Environmental exposure to per- and polyfluoroalkyl substances and sleep disturbance in pregnant women: A prospective cohort study
By Yun Huang, Min Nian, Guoqi Yu, Ying Tian, Jingsong Zhang, Fan Jiang, and Jun Zhang
Sci Total Environ
June 22, 2022
Previous studies on the association between exposure to per- and polyfluoroalkyl substances (PFAS) and sleep patterns in pregnant women are limited. This cohort study aims to assess the associations between PFAS and sleep quality in pregnant women. Of the 4127 women who participated in the Shanghai Birth Cohort, 3174, 3070, and 2887 women in their first, second, and third trimesters of gestation, respectively, were included in our analysis. Sleep measures were taken using the Pittsburgh Sleep Quality Index questionnaire. Ten PFAS were measured in blood samples collected in early pregnancy. We first evaluate the associations between individual PFAS and sleep quality in the three trimesters. Weighted quantile sum (WQS) regression models were performed to test the overall effect of the PFAS mixture on sleep quality during the three trimesters. Longitudinal analyses throughout pregnancy were performed with generalized estimating equation models.

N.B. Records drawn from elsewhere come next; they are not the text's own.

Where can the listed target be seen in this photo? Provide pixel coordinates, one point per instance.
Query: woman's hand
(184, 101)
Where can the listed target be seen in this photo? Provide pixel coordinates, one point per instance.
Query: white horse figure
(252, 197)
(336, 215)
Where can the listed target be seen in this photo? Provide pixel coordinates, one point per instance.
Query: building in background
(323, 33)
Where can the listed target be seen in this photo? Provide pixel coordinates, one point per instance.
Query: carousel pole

Furthermore, the effect of the PFAS mixture on longitudinal sleep patterns was examined using longitudinal latent class analyses combined with WQS models. The single pollutant analysis suggested that most PFAS were associated with increased sleep disturbance risk, lower sleep efficiency, and shorter sleep duration in the three trimesters. Similarly, the WQS models revealed a significant association between the PFAS mixtures and elevated sleep disturbance risk in pregnant women, with perfluorobutane sulfonate acting as the predominant risk factor. Additionally, the longitudinal analysis confirmed the effects of PFAS exposure on increased sleep disturbance over time. The PFAS mixture was positively associated with higher risks of poor sleep quality and sleep medicine use [adjusted odds ratio (aOR) = 1.10; 95 % confidence interval (95%CI): 1.01, 1.20; and aOR = 1.25 (95%CI: 1.04, 1.50) respectively] throughout the three trimesters. Our study suggests that PFAS may increase the risk of sleep disturbance in pregnant women. Further studies are needed to confirm our results and elucidate potential mechanisms.
MAIN FINDINGS: Pregnant women might be at particular risk for sleep disturbance with environmental exposure to PFAS, highlighting the need for prioritizing PFAS clean-up in products for pregnant women.